问题
$ matches at the end of a line, which is defined as either the end of the string, or any location followed by a newline character.
However, the Windows newline flag contains two characters '\r\n', how to make '$' recognize '\r\n' as a newline character in bytes?
Here is what I have:
# Python 3.4.2
import re
input = b'''
//today is a good day \r\n
//this is Windows newline style \r\n
//unix line style \n
...other binary data...
'''
L = re.findall(rb'//.*?$', input, flags = re.DOTALL | re.MULTILINE)
for item in L : print(item)
now the output is:
b'//today is a good day \r'
b'//this is Windows newline style \r'
b'//unix line style '
but the expected output is as follows:
the expected output:
b'//today is a good day '
b'//this is Windows newline style '
b'//unix line style '
回答1:
It is not possible to redefine anchor behavior.
To match a // with any number of characters other than CR and LF after it, use a negated character class [^\r\n] with * quantifier:
L = re.findall(rb'//[^\r\n]*', input)
Note that this approach does not require using re.M and re.S flags.
Or, you can add \r? before a $ and enclose this part in a positive look-ahead (also, you will beed a *? lazy quantifier with .):
rb'//.*?(?=\r?$)'
The point in using a lookahead is that $ itself is a kind of a lookahead since it does not really consume the \n character.
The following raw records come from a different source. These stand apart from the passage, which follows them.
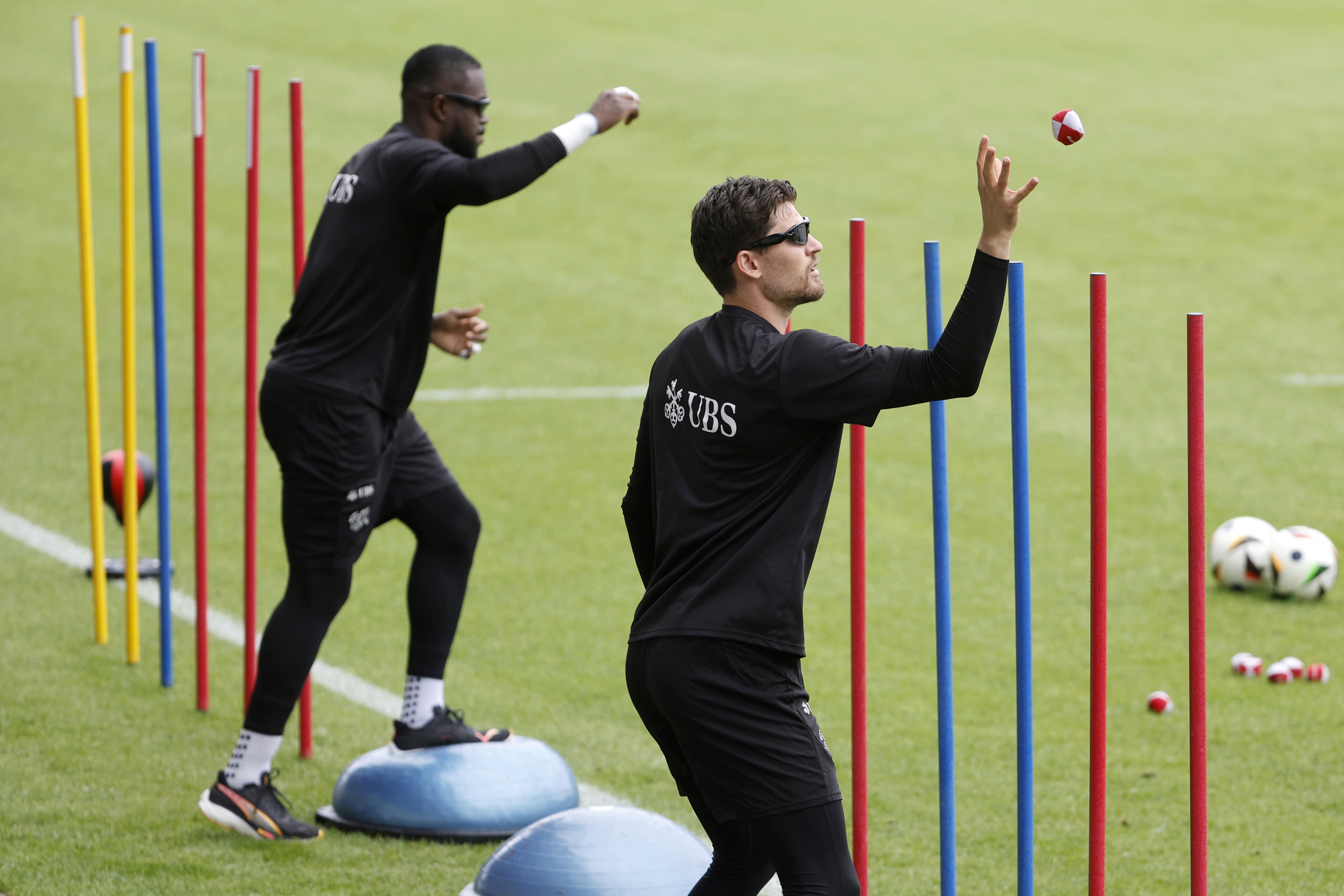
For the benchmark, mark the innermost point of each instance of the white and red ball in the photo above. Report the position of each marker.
(1248, 666)
(1305, 562)
(1238, 553)
(1068, 127)
(1160, 702)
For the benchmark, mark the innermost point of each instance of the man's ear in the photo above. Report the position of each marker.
(746, 268)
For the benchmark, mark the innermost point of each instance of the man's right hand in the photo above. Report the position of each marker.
(612, 107)
(998, 203)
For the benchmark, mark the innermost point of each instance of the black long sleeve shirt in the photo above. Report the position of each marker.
(361, 322)
(737, 456)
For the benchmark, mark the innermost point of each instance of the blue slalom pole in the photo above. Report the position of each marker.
(157, 249)
(1022, 577)
(941, 590)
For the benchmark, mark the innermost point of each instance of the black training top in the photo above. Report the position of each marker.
(361, 319)
(737, 456)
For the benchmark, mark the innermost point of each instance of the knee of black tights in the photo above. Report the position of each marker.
(444, 522)
(318, 590)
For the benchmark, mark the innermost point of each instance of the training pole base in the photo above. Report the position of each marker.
(116, 567)
(328, 817)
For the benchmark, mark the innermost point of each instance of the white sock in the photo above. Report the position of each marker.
(252, 757)
(422, 695)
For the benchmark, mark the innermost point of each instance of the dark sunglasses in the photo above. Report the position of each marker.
(799, 234)
(475, 103)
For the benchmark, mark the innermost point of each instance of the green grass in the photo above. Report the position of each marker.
(1208, 182)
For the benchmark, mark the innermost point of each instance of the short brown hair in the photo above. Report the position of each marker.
(732, 215)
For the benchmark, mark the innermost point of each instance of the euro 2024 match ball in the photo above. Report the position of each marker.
(1305, 563)
(1240, 554)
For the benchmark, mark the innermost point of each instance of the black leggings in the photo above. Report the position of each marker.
(447, 528)
(806, 847)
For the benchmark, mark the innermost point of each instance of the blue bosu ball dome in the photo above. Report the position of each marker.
(463, 792)
(598, 851)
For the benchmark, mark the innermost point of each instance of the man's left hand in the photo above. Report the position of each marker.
(459, 331)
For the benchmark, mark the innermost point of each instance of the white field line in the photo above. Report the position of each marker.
(521, 394)
(230, 629)
(1315, 379)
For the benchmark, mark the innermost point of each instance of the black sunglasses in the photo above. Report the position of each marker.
(475, 103)
(799, 234)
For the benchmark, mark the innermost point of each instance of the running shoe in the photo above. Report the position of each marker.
(447, 727)
(254, 811)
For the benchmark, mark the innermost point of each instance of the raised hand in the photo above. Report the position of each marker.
(999, 205)
(459, 331)
(613, 107)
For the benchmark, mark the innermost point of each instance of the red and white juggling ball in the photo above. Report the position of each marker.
(1160, 702)
(1068, 127)
(1279, 674)
(1248, 666)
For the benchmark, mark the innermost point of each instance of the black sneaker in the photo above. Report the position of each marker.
(254, 811)
(445, 729)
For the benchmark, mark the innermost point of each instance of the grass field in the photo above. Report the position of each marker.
(1209, 180)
Thus, we can safely put it into a look-ahead with optional \r.
Maybe this is not that pertinent since it is from MSDN, but I think it is the same for Python:
Note that
$matches\nbut does not match\r\n(the combination of carriage return and newline characters, orCR/LF). To match theCR/LFcharacter combination, include\r?$in the regular expression pattern.
In PCRE, you can use (*ANYCRLF), (*CR) and (*ANY) to override the default behavior of the $ anchor, but not in Python.
回答2:
A hack, but...
re.findall(r'//.*?(?=\r|\n|(?!.))', input, re.DOTALL | re.MULTILINE)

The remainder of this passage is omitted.